Oh dear, the NZ Herald, the newspaper that insisted for so many years that it was the journal of record, is among those publications so desperate for advertising dollars that it’s becoming a lap dog to those flogging manufactured ‘news’.
Its Driven motoring site today had a story that began: “Kiwi motorists could soon be paying for petrol from their car’s touchscreen with the introduction of a new cashless payment app …”
Driven had shamelessly printed word-for-word a press release from Jaguar Land Rover’s (JLR) agency to the NZ motoring media that, upon investigation, doesn’t stack up.
The release went on: “The app, developed by British carmaker Jaguar, will allow drivers to make a fuel purchase and receive a receipt directly into their accounting software from within their vehicle.”

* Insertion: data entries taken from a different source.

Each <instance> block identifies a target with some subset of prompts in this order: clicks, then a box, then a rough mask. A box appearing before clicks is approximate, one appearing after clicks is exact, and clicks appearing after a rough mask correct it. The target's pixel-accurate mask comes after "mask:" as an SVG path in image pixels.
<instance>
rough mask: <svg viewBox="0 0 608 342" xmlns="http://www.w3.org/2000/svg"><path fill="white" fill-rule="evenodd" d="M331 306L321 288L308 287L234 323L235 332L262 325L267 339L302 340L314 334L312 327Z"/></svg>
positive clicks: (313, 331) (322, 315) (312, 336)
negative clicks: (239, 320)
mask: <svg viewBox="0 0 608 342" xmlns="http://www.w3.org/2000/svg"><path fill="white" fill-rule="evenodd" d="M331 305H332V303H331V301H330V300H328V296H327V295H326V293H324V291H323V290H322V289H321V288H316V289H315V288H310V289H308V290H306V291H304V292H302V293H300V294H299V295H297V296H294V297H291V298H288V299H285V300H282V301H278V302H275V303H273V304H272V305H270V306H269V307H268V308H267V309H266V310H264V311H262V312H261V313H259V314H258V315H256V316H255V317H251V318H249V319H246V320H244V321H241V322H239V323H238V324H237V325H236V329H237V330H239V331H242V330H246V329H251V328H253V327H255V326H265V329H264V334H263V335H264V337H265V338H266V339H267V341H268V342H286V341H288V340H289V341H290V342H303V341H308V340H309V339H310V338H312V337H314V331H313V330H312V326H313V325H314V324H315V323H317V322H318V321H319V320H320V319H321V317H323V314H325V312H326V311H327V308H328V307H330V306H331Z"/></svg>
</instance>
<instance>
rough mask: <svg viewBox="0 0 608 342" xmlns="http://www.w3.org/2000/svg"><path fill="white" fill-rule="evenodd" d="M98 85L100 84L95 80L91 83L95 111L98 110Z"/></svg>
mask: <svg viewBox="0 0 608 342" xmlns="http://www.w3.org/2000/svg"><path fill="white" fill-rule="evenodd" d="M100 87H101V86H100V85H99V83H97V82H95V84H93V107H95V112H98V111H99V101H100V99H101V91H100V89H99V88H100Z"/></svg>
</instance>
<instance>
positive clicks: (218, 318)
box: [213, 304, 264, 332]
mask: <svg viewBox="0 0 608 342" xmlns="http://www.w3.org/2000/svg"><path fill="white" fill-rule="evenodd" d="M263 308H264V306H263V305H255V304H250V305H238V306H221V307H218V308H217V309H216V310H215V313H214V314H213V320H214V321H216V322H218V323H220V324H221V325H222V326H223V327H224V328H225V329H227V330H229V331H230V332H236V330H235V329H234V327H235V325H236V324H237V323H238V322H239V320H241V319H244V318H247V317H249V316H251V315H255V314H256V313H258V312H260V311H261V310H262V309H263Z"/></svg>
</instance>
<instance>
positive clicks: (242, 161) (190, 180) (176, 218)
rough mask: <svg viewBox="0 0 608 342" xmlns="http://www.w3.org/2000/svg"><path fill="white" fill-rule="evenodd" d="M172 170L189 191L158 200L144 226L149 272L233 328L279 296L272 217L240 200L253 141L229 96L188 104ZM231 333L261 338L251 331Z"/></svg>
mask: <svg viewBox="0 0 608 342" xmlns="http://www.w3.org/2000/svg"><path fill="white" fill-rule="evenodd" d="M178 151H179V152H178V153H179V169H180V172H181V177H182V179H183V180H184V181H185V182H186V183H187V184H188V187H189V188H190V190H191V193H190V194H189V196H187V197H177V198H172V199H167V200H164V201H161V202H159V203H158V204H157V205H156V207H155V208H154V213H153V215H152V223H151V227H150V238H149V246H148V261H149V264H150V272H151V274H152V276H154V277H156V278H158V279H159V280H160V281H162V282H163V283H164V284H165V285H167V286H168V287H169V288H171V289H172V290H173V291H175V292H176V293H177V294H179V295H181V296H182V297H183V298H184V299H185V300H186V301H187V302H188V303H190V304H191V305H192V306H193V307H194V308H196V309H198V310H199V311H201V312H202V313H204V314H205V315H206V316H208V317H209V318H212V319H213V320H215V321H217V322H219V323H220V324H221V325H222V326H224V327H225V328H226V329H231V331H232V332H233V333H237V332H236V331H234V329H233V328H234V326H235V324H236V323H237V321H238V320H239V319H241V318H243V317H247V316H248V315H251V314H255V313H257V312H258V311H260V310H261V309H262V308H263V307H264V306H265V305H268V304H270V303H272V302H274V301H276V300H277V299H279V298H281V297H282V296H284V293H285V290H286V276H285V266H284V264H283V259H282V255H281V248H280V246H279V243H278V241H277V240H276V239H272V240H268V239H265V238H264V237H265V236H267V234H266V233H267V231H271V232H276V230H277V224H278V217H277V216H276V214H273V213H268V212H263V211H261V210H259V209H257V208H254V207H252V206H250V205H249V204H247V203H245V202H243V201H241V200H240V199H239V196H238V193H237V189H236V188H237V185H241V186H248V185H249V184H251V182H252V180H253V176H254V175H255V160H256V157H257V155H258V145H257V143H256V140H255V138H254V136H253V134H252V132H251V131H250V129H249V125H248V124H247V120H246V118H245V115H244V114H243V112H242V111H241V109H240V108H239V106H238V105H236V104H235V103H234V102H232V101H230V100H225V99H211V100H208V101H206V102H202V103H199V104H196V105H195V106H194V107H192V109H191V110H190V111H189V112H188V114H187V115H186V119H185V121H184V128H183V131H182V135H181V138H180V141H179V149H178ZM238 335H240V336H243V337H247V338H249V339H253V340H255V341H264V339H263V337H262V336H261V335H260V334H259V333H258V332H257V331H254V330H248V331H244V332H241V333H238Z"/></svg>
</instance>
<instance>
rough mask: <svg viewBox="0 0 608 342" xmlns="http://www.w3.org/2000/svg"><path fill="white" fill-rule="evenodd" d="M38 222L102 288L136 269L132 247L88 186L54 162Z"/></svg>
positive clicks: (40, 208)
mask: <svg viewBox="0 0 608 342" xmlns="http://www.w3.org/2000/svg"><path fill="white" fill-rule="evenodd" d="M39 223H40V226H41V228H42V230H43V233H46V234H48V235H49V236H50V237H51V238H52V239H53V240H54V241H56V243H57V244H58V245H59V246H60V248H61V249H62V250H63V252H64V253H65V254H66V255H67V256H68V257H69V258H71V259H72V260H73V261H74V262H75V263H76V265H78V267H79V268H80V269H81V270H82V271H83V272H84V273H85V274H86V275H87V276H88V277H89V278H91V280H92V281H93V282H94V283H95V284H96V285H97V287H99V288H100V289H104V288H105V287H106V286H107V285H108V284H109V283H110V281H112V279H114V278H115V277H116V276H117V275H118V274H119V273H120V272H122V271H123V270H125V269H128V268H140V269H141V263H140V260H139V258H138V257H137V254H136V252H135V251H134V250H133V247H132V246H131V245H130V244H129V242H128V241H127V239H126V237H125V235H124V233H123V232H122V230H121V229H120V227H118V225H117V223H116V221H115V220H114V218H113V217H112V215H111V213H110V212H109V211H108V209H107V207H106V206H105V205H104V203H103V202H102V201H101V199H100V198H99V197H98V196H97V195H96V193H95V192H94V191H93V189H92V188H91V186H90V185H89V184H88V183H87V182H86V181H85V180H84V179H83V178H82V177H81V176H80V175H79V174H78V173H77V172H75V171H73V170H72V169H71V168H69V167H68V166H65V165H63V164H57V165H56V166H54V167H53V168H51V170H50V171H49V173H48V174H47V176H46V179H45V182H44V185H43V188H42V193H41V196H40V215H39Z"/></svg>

Whoopee! Next step ‘neutral lace’, an injectable mesh that hardwires your brain to communicate directly with computers. (More on this down the page).
What Driven didn’t do was a simple double-check. It would have revealed that the NZ press release left out a crucial fact: that the app works only with Shell fuel stations in the UK.
Jaguar HQ itself said so: “Users of the app can drive up to any UK Shell pump and use their vehicle’s touchscreen to select how much fuel they need and pat for it via PayPal or ApplePay.”
A query to the PR agency in Auckland about the technology and its timing resulted in this reply: “JLR don’t have a clear visibility as to which NZ oil brands are compatible with this tech yet.”
Therefore mainstream site Driven, to preserve its impartiality and not continue to blur the lines between ‘news’ and ‘guff’, could have put the record straight.
Simply that JLR is looking towards introducing the app to NZ but that there is work to do yet with the likes of BP, Mobil, Caltex, Challenge, Gull, GAS … rebadged Shell operation ‘Z and PayPal and ApplePay’.
The story has JLR general manager Steve Kenchington saying the technology will be introduced for Jaguar vehicle owners from 2018 and will be available at selected service stations throughout the country.
But the response from JLR’s public relations agency shows that very little is known about how the app will fit with those service stations and if indeed it will be available in 2018.
To be fair, Driven (of which I was the founding editor in 2011) wasn’t the only sucker. Other motoring outlets, many staffed by reporters who look upon PR stuff as breaking news, reproduced the JLR release.
Meantime, ‘injectable mesh’ is something futurist and Tesla CEO Elon Musk believes will happen. “We’re already cyborgs,” Musk told a Vanity Fair writer.
“Your phone and your computer are extensions of you, but the interface is through finger movements or speech, which are very slow.”
With a neural lace inside your skull you would flash data from your brain, wirelessly, to your digital devices or to virtually unlimited computing power in the cloud.
“For a meaningful partial-brain interface, I think we’re roughly four or five years away,” said Musk.